Hi, I'm sorry to hear about your horse.

I have Martyn's number on last season's meet card, wherever that is! I'll see if I still have a copy. Otherwise, you could try the hunt's Facebook page:

https://www.facebook.com/groups/6899056862/?fref=ts

I'm sure whichever one you use will be able to recommend a disposal company - it would be worth ringing yours and asking. Otherwise, a quick look threw this website up:

http://www.nfsco.co.uk/about-the-scheme.php#equine


----------



## Menolly (29 April 2013)

Thank you muffinino, I'm really appreciate that link,I'll join and message the admin for a contact number.

I've joined the national fallen stock company and no horsey people I know have heard of the local collection and disposal contacts they have given me ( Probably because they are generally used for  farm stock collection rather than horses I guess)

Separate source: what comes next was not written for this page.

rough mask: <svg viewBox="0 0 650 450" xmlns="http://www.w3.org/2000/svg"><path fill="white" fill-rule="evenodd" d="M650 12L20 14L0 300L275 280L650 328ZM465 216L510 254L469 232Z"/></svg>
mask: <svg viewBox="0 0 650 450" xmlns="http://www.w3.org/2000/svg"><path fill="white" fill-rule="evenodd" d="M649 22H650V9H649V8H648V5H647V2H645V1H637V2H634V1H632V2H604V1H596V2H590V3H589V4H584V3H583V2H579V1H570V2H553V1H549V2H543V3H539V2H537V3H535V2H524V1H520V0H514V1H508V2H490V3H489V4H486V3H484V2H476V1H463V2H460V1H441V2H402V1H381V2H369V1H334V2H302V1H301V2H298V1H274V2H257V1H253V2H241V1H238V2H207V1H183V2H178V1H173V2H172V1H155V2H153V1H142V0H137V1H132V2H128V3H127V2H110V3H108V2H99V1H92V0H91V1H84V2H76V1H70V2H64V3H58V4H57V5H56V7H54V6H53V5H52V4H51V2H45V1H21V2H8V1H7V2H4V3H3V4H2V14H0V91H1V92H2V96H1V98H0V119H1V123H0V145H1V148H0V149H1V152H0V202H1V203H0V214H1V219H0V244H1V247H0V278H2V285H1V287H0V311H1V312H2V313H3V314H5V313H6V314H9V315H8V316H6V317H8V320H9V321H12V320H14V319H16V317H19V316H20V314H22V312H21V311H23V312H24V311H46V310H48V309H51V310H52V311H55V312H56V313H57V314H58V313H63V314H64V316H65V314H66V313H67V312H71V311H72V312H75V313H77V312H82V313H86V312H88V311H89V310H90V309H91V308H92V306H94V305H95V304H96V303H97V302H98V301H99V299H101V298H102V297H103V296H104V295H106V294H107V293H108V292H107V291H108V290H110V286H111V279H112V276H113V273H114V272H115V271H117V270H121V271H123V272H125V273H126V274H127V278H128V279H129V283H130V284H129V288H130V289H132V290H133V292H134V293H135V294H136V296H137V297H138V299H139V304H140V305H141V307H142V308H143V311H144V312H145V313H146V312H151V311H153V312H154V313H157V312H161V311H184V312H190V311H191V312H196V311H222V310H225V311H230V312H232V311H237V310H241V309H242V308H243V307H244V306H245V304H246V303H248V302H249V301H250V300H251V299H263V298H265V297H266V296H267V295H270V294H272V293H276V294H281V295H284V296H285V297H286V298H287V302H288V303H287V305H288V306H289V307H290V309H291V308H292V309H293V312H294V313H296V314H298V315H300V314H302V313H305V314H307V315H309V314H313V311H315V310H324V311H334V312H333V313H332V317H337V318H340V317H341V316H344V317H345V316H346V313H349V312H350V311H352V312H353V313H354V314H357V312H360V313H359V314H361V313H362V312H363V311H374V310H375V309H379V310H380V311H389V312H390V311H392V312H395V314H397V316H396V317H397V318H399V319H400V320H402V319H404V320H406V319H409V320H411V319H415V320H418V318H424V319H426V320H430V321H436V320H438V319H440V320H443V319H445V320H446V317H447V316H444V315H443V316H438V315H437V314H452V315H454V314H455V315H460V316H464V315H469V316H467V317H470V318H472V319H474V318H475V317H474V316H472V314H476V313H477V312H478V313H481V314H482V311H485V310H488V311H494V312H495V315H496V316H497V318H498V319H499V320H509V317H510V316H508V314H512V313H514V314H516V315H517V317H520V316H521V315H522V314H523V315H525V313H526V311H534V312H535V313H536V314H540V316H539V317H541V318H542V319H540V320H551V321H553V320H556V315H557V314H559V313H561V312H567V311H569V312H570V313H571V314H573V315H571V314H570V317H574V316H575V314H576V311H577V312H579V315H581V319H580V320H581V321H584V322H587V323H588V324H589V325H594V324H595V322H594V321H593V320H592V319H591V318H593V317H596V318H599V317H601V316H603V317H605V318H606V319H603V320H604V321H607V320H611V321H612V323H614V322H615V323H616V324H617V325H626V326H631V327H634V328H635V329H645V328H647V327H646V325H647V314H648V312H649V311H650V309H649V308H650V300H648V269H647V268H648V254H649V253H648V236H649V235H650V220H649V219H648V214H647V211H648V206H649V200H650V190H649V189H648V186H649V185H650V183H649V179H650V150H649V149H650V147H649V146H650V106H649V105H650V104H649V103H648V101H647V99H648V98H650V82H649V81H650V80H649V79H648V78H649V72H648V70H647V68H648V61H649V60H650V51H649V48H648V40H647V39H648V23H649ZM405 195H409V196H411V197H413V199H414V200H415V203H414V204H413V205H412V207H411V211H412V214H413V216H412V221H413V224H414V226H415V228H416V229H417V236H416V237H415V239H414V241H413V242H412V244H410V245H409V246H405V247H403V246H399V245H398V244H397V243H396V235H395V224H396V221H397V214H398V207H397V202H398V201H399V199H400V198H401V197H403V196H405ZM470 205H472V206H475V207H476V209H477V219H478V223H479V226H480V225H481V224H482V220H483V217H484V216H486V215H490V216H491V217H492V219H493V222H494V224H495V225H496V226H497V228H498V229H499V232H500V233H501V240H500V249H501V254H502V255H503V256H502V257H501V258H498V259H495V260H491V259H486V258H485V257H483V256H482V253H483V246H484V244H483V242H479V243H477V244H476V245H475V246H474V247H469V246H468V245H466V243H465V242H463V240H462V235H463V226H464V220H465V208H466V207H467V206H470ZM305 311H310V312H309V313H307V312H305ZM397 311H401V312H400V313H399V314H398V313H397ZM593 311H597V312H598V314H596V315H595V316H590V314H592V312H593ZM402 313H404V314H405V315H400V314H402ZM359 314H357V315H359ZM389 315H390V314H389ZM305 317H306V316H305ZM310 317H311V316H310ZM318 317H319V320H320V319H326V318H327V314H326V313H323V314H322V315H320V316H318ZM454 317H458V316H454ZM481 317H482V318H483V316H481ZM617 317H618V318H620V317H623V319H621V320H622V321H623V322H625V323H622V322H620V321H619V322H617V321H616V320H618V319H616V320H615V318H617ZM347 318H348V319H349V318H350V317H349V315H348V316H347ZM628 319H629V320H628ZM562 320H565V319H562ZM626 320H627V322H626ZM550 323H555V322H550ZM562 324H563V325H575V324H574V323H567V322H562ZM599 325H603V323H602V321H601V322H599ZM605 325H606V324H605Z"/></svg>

 I think I'm probably better sticking with Martin as he was great when I used him before, just hope he'd come out my way. 

Thanks again x


----------



## muffinino (2 May 2013)

Did you manage to get hold of Martin through there? If not, I'm sure I can find it for you


----------



## showaddy1 (12 May 2013)

I used leighton... He's very local to you. He actually shot the horse, he was extremely professional and treated the horse with the respect It deserved right up till the end. 
I can ring my vet if you haven't got his number.


----------



## khadijah (30 May 2013)

Hi all , sorry to hi jack your thread but just wondered if anyone could give me any info on options and costs of horse disposal in south wales - cardiff area

It may not be an option if horsie is ok but at mo Im
Exploring all options as this poor mare aquired by my friend has severe emotional problems  we are still doing health checks but I have a feeling that being pts might be the kindest option
So if anyone can help
Me with any info that would be so great 

Many thanks


----------



## Menolly (30 May 2013)

Thanks everyone for there help with names, numbers etc it was a great help - Applogies I've only just looked at this  

I ended up using Summerleaze for disposal and cremation and they were really professional and great to  deal with. They were abit more expensive being a pet cremation place but I needed someone at a specific time and date and couldn't fault them.

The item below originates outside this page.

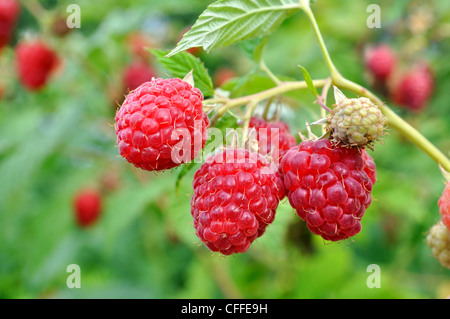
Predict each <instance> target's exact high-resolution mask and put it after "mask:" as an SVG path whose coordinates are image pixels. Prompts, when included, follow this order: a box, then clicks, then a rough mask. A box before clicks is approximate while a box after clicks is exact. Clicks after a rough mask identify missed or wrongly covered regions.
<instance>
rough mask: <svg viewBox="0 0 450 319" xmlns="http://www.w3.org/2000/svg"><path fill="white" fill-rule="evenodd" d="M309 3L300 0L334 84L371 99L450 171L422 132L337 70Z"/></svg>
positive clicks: (395, 125) (403, 132)
mask: <svg viewBox="0 0 450 319" xmlns="http://www.w3.org/2000/svg"><path fill="white" fill-rule="evenodd" d="M306 2H307V1H305V0H300V3H301V4H302V9H303V11H304V12H305V14H306V15H307V16H308V19H309V20H310V23H311V25H312V28H313V30H314V33H315V35H316V38H317V41H318V42H319V46H320V49H321V51H322V54H323V56H324V59H325V62H326V64H327V66H328V69H329V71H330V73H331V78H332V82H333V84H334V85H335V86H337V87H338V88H340V89H347V90H349V91H351V92H353V93H356V94H358V95H360V96H364V97H367V98H369V99H370V100H371V101H372V102H373V103H375V104H376V105H377V106H378V107H379V108H380V110H381V112H382V113H383V114H384V116H386V118H387V121H388V125H389V126H390V127H392V128H394V129H396V130H397V131H399V132H400V133H401V134H402V135H404V136H405V137H406V138H408V139H409V140H411V142H413V143H414V144H416V145H417V146H418V147H419V148H421V149H422V150H423V151H424V152H425V153H427V154H428V155H429V156H430V157H431V158H433V159H434V160H435V161H436V162H437V163H438V164H440V165H441V166H442V167H443V168H444V169H445V170H447V171H450V160H449V159H448V158H447V157H446V156H445V155H444V154H443V153H442V152H441V151H440V150H438V149H437V148H436V147H435V146H434V145H433V144H432V143H431V142H430V141H428V140H427V139H426V138H425V137H424V136H423V135H422V134H420V132H418V131H417V130H416V129H415V128H413V127H412V126H411V125H410V124H408V123H407V122H405V121H404V120H403V119H402V118H401V117H400V116H398V115H397V114H396V113H395V112H393V111H392V110H391V109H390V108H389V107H388V106H387V105H386V104H384V103H383V101H381V100H380V99H379V98H378V97H377V96H376V95H375V94H373V93H372V92H370V91H369V90H367V89H366V88H364V87H362V86H361V85H359V84H356V83H354V82H352V81H350V80H348V79H346V78H345V77H343V76H342V75H341V74H340V73H339V71H338V70H337V68H336V67H335V66H334V64H333V62H332V60H331V57H330V55H329V53H328V50H327V48H326V46H325V42H324V41H323V38H322V35H321V33H320V30H319V27H318V25H317V22H316V19H315V17H314V14H313V12H312V10H311V8H310V6H309V4H308V3H306Z"/></svg>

Khadijah - Alot depends on the method you use. If using the vet they will be able to advise you who they regulary use for disposal and give you some contact numbers. 

Also Contact your local hunt as well and they will be able to help. If you are in the catchment of Gelligaer hunt I highly recmommend Martyn Arnold


My vets (Bushys) said they have used Layton Edwards numerous times and rate him. Shadowaddy below has also recommended him and I think he covers all services from disposal after the vet or will put them to sleep with the bolt.

I've got his details from the NFSC;
Tel:07968620968
Email: Laytonedwardsfallenstock@gmail.com
The costs depend on the size of the horse but around £200 from him(Not including the vet) and with a pet cremation place the price is around £350 plus

Heres the NFSO web page and you can register for all the local services: http://www.nfsco.co.uk/about-the-scheme.php#1_2


----------



## khadijah (31 May 2013)

Thankyou sooo much for the info And number for layton !

Really appreciated


----------



## Spike1 (3 February 2014)

khadijah said:



			Thankyou sooo much for the info And number for layton !

Really appreciated
		
Click to expand...


For those in South Wales it is worth noting that David Harrison of Abergavenny provides a horse disposal service.
He is a dedicated horse owner so understands everybody's requirements.  He is also a member of the NFSCo scheme and his number can be found there.


----------